Explique le commentateur, qui prend pour argent comptant l'intervention directe russe dans la crise ukrainienne, dont on attend les preuves, tandis que le soutien américain et occidental au camp de Maïdan est lui, assumé. Pour sa part, Jean-Robert Raviot souligne:

« Pour l'Ukraine et la Crimée c'est vraiment un raccourci à nouveau, c'est vraiment aller très vite que de dire ça, y'a beaucoup de choses à dire sur la manière dont la Crimée a été rattachée à la Fédération de Russie, après annexion etc. Je ne crois pas que la Russie ait récupéré la Crimée pour damer le pion à l'Union Européenne, la question des partenariats orientaux me semble assez secondaire là-dedans »
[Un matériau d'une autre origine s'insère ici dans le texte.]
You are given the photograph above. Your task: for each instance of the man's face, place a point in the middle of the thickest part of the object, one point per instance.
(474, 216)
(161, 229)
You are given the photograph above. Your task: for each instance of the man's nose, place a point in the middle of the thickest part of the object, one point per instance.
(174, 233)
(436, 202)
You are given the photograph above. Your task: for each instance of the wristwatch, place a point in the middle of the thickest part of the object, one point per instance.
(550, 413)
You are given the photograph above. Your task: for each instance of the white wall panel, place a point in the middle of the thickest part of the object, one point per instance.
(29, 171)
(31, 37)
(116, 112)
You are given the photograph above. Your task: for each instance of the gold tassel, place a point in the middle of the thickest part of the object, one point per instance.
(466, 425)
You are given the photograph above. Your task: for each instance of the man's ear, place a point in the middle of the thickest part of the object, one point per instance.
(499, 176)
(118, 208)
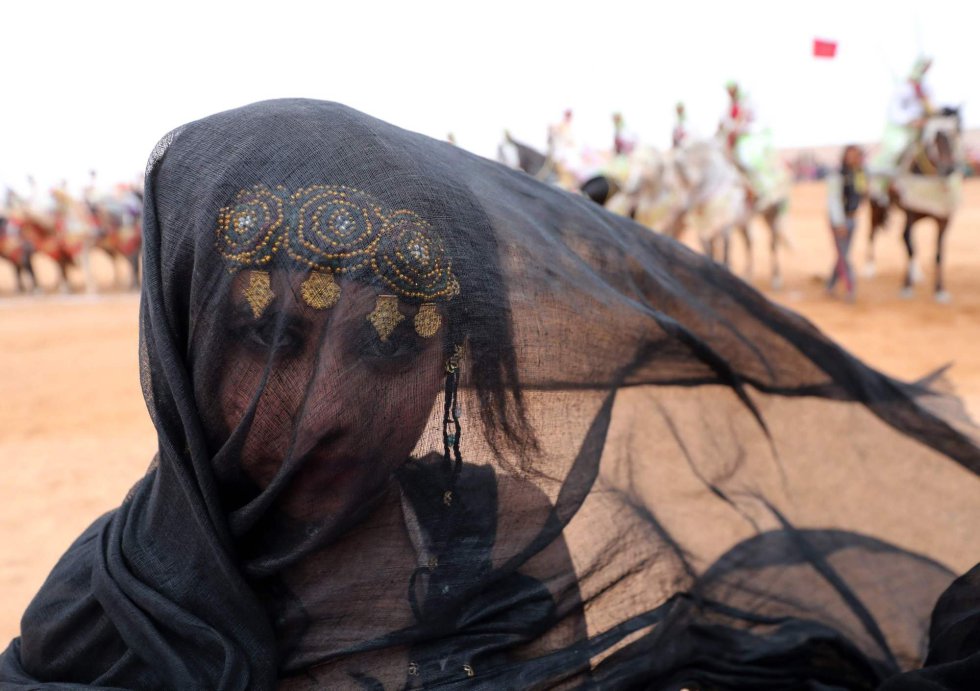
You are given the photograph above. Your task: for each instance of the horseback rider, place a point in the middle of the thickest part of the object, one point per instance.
(623, 141)
(734, 126)
(679, 134)
(910, 107)
(736, 121)
(562, 152)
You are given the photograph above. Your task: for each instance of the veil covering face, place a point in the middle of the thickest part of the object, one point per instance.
(426, 422)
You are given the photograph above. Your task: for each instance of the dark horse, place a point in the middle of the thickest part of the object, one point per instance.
(600, 189)
(926, 186)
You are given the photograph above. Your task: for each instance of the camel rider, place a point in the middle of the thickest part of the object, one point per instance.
(679, 135)
(911, 106)
(737, 119)
(734, 127)
(623, 141)
(562, 152)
« C'est ce qu'il fait, enfin, en Syrie depuis 2015 en apportant son soutien au régime de Bachar al-Assad, pour contrer l'influence américaine dans le conflit. »

Là aussi, le raccourci est rapide, occultant le fait que les russes sont intervenus à la demande officielle d'un pays souverain, tandis que la coalition menée par les américains « combat le terrorisme » sans mandat, tandis que certains de ses membres USA en tête, soutiennent des mouvements terroristes.
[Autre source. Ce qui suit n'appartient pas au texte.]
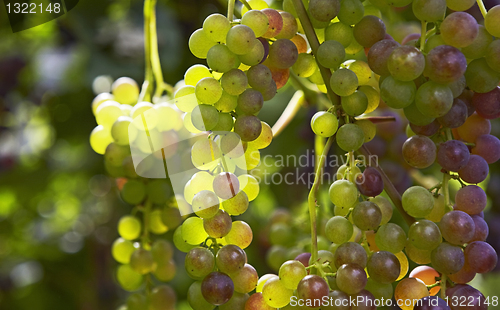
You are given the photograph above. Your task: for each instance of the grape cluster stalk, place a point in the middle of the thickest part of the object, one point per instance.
(443, 81)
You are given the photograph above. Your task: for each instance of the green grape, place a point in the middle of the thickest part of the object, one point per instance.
(479, 47)
(259, 77)
(492, 55)
(351, 12)
(240, 234)
(195, 73)
(339, 32)
(185, 98)
(133, 192)
(162, 298)
(208, 91)
(250, 185)
(250, 101)
(385, 207)
(199, 262)
(193, 231)
(397, 94)
(438, 210)
(343, 193)
(324, 124)
(406, 63)
(330, 54)
(125, 90)
(390, 237)
(373, 97)
(433, 99)
(122, 250)
(459, 29)
(264, 139)
(216, 27)
(107, 113)
(355, 104)
(305, 65)
(204, 117)
(480, 77)
(99, 99)
(128, 278)
(491, 21)
(142, 261)
(205, 154)
(417, 201)
(290, 26)
(195, 298)
(424, 235)
(200, 43)
(205, 204)
(338, 229)
(236, 205)
(460, 5)
(225, 122)
(369, 129)
(165, 270)
(179, 241)
(416, 117)
(429, 10)
(158, 191)
(257, 21)
(219, 225)
(369, 30)
(344, 82)
(366, 215)
(290, 274)
(240, 39)
(227, 103)
(275, 293)
(245, 280)
(283, 54)
(234, 82)
(221, 59)
(324, 10)
(350, 137)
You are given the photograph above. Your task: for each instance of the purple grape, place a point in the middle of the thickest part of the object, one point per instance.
(488, 147)
(370, 183)
(470, 199)
(453, 155)
(475, 171)
(480, 257)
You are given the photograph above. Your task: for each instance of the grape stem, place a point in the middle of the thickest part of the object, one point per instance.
(312, 198)
(482, 8)
(314, 43)
(423, 35)
(389, 188)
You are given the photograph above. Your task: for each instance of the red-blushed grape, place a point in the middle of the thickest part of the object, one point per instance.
(419, 151)
(312, 289)
(230, 259)
(256, 302)
(427, 275)
(447, 258)
(471, 199)
(487, 104)
(383, 267)
(217, 288)
(199, 262)
(480, 257)
(453, 155)
(408, 292)
(475, 171)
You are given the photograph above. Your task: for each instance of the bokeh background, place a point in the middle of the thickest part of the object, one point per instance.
(59, 210)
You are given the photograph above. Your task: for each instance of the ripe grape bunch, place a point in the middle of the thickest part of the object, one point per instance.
(443, 81)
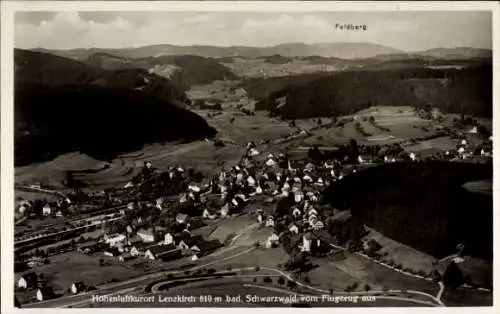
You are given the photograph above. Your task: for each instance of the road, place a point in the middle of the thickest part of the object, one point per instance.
(120, 287)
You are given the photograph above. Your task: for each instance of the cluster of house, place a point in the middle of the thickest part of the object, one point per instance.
(48, 208)
(153, 245)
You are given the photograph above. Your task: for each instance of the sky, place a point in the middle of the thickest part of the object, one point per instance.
(408, 31)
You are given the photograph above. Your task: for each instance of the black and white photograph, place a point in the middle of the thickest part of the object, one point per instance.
(286, 157)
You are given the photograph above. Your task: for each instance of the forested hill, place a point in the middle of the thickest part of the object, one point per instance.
(422, 205)
(99, 121)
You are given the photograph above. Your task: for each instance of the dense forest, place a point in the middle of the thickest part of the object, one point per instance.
(422, 205)
(98, 121)
(467, 90)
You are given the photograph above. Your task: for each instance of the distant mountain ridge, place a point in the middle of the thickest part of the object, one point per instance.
(183, 71)
(341, 50)
(52, 70)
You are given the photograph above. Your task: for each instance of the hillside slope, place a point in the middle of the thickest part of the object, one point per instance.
(450, 90)
(62, 105)
(422, 205)
(339, 50)
(183, 71)
(51, 70)
(99, 121)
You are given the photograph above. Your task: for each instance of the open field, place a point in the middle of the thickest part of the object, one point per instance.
(259, 67)
(403, 254)
(329, 276)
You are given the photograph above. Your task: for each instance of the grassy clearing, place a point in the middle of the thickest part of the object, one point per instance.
(438, 144)
(231, 225)
(403, 254)
(328, 276)
(260, 257)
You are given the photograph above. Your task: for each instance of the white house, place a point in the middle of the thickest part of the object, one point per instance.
(183, 198)
(270, 163)
(224, 211)
(306, 244)
(485, 153)
(168, 238)
(181, 218)
(272, 240)
(251, 181)
(194, 188)
(312, 212)
(21, 283)
(270, 222)
(146, 236)
(413, 157)
(77, 287)
(260, 218)
(317, 225)
(253, 152)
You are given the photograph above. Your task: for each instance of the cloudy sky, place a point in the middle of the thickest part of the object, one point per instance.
(408, 31)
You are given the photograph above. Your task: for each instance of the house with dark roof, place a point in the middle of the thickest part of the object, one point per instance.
(45, 293)
(205, 247)
(29, 280)
(77, 287)
(139, 248)
(93, 248)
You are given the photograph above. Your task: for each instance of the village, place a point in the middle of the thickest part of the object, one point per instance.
(161, 217)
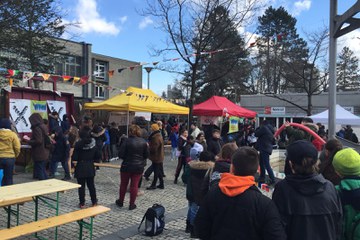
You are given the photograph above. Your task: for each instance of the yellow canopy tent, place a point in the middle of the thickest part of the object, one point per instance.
(138, 100)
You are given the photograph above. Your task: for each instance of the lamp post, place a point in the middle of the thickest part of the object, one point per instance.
(148, 70)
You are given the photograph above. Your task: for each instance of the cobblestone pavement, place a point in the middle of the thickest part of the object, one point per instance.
(119, 223)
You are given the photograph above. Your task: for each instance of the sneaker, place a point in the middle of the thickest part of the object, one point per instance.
(132, 207)
(118, 203)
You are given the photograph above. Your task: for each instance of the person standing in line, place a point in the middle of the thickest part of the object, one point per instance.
(264, 143)
(134, 152)
(85, 154)
(156, 149)
(9, 151)
(181, 148)
(39, 150)
(308, 203)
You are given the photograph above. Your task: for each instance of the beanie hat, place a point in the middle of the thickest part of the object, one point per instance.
(155, 127)
(347, 162)
(299, 150)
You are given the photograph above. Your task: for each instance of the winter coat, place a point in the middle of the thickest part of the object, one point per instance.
(114, 135)
(134, 151)
(85, 153)
(39, 132)
(246, 214)
(309, 207)
(265, 135)
(349, 191)
(215, 145)
(156, 147)
(9, 144)
(195, 180)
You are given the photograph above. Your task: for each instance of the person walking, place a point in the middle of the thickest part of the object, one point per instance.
(85, 154)
(236, 209)
(9, 151)
(264, 145)
(308, 203)
(134, 152)
(40, 149)
(156, 149)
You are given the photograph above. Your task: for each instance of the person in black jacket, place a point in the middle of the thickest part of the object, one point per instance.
(215, 143)
(308, 204)
(236, 209)
(86, 153)
(264, 145)
(134, 151)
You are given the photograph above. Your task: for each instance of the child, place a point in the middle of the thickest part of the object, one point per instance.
(85, 153)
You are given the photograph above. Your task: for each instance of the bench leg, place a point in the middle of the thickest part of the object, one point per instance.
(89, 226)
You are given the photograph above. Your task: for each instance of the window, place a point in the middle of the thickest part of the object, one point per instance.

Comme le souligne l'expert, étonné qu'on puisse mettre la Syrie dans le même lot que la Géorgie ou l'Ukraine — des anciennes républiques soviétiques avec laquelle la Russie partage des frontières — la Russie intervenant loin de son territoire :

« Pour le coup c'est une projection de puissance de manière tout à faire différente et si la Russie intervient en Syrie, c'est aux côtés du président Bachar al-Assad et contre les islamistes et ce n'est pas du tout directement contre l'Occident ou l'OTAN. À moins de considérer que les islamistes d'al Nosra, l'Occident et l'OTAN soit la même chose, mais je ne pense pas que ce soit exactement ce qu'a voulu dire le film. »
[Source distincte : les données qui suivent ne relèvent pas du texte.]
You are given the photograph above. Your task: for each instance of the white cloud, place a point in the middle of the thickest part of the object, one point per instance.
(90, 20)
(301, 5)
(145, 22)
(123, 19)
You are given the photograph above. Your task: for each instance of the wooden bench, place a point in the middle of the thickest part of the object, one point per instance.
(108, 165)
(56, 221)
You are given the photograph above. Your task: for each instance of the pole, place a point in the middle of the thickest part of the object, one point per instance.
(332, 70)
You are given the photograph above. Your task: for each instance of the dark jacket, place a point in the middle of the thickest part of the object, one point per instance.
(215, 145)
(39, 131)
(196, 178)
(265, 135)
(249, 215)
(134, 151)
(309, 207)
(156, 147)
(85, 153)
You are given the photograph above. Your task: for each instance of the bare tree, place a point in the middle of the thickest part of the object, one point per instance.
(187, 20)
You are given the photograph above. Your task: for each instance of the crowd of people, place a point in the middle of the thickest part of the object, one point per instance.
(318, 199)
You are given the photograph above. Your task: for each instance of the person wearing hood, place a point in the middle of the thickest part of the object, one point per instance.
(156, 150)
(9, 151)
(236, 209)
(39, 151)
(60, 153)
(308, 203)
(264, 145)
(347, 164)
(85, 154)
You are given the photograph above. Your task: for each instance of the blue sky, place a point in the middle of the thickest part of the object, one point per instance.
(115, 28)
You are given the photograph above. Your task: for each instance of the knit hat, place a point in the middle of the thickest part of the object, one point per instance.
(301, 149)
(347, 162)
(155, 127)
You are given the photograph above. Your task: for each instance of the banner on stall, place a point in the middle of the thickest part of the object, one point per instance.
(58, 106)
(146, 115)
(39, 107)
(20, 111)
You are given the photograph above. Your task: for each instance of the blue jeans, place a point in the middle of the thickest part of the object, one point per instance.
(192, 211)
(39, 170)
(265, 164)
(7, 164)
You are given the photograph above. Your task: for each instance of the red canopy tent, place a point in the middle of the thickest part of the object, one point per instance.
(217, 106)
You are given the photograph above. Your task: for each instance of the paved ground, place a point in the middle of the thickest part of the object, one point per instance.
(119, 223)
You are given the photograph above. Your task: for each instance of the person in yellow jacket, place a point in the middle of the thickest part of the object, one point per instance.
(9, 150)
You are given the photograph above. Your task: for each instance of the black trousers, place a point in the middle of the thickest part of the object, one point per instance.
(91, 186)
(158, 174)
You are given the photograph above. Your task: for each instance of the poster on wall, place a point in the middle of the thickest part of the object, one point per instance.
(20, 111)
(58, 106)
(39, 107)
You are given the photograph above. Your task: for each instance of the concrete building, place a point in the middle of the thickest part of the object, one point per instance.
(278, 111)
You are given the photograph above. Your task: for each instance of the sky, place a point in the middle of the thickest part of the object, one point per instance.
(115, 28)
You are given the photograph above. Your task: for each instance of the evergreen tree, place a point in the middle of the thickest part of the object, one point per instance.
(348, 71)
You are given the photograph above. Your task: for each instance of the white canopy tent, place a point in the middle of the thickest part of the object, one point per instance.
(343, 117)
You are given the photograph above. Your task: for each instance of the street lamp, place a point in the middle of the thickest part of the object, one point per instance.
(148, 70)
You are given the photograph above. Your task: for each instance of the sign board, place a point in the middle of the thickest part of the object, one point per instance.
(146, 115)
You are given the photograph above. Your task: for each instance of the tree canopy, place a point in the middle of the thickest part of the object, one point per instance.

Bref, des apartés, révélateurs de la ligne du documentaire de France 2: approximative et assez cliché. Il apparait également que le portrait dressé par la chaine public du président russe s'appuie sur des épisodes précis, ou plutôt des frasques, entrées dans la postérité de manière plus ou moins justifiée…

« Tu continues sur ce ton, je t'écrase »

Une sortie prêtée à Vladimir Poutine lors de sa fameuse rencontre avec un Nicolas Sarkozy fraichement élu et où ce dernier était apparu transpirant, blême, le visage traversé de rictus et tenant un discours approximatif à l'assemblée des Journalistes. Alors qu'on prêta à Nicolas Sarkozy l'ivresse, pour le journaliste Nicolas Hénin, celui-ci aurait en fait été mis KO debout par le président russe qui l'aurait menacé. Un « élément qui fait mauvaise coupe, pas très crédible » sur lequel revient Jean-Robert Raviot :

« Je regrette simplement une chose, je pense que c'est dommage car ça fait un peu tâche au milieu de ce film, c'est cette affaire de Nicolas Hénin rapportant les propos de Vladimir Poutine, d'ailleurs on ne sait pas très bien comment il a pu les rapporter ? Car il rapporte les propos qu'on lui a rapportés d'un entretien entre Sarkozy et Poutine en Allemagne en 2007, en marge du G8, au cours duquel Poutine aurait menacé Sarkozy de manière grossière. »

« Si les terroristes sont dans un aéroport, nous irons les chercher là-bas et s'il le faut nous irons les buter jusque dans les toilettes! »

Une phrase extraite, par les journalistes d'alors, de la réaction de Vladimir Poutine aux attentats de Moscou. Pour Jean-Robert Raviot, il ne fait pas de doute que la vulgarité et la violence du propos avaient été exagérées.

« Le ton sur lequel il dit ça est assez clame, il dit ça de manière très factuelle : " ils ne pourront se cacher nulle part, on les poursuivra partout ". La traduction qu'on a donné, ça donne l'impression que c'est dit sur un ton extrêmement agressif et vindicatif et ce n'est pas le cas du tout, on le voit dans la vidéo, il dit ça comme on dirait autre chose, d'une manière extrêmement froide. »

Une pseudo-vulgarité qui est peut-être, selon notre expert, à la base du mythe « mauvais garçon » de Vladimir Poutine en Occident.